Credit rating: affected by bankruptcy

Your credit rating is based on your credit history, kept by a credit bureau. It is calculated from monthly reports from lenders.  When you file for a bankruptcy, proposal, or consumer proposal, the Office of Superintendent of Bankruptcy (OSB) reports this information to the credit bureaus. A credit bureau creates a credit report available for purchase by all potential creditors.

You are eligible to receive a copy of your own credit report once a year by mail, for free. You will be charged a fee for any additional copies.

Bankruptcy will definitely affect your credit rating.
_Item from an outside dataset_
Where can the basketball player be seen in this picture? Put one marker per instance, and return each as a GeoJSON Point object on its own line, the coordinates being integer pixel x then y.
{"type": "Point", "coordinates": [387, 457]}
However, if you are unable to pay your bills and are in such an overwhelming financial situation that you are considering bankruptcy or a consumer proposal, you will already have a credit rating problem.

Once you are discharged from bankruptcy, you can start to rebuild your credit score.

Bankruptcy and credit rating

The main credit bureaus in Canada are Equifax and Trans Union.

  • For a first bankruptcy, Equifax keeps the record on your credit report for 6 years from the date of your discharge. Trans Union keeps it for 6 to 7 years from your discharge, or 14 years from filing. This may vary between provinces, as provincial legislation differs.
  • For a second bankruptcy, Equifax keeps the record on your credit report for 14 years.

 Restoring your credit rating

Taking steps to repair your credit score is important moving forward. Ways to do this are:

  • Make sure you are discharged from your bankruptcy as soon as possible by making all monthly payments and reports, and fulfilling all your bankruptcy or proposal responsibilities.
  • Start saving money, to prove that you are financially responsible. Creditors will look favourably if you have a growing savings account.
  • Pay all your bills on time. Any late payments will reflect badly and could prevent you from receiving credit.
  • You may want to start with a secured credit card (a credit card with a credit limit secured by your savings or an initial deposit), and make sure you use it wisely.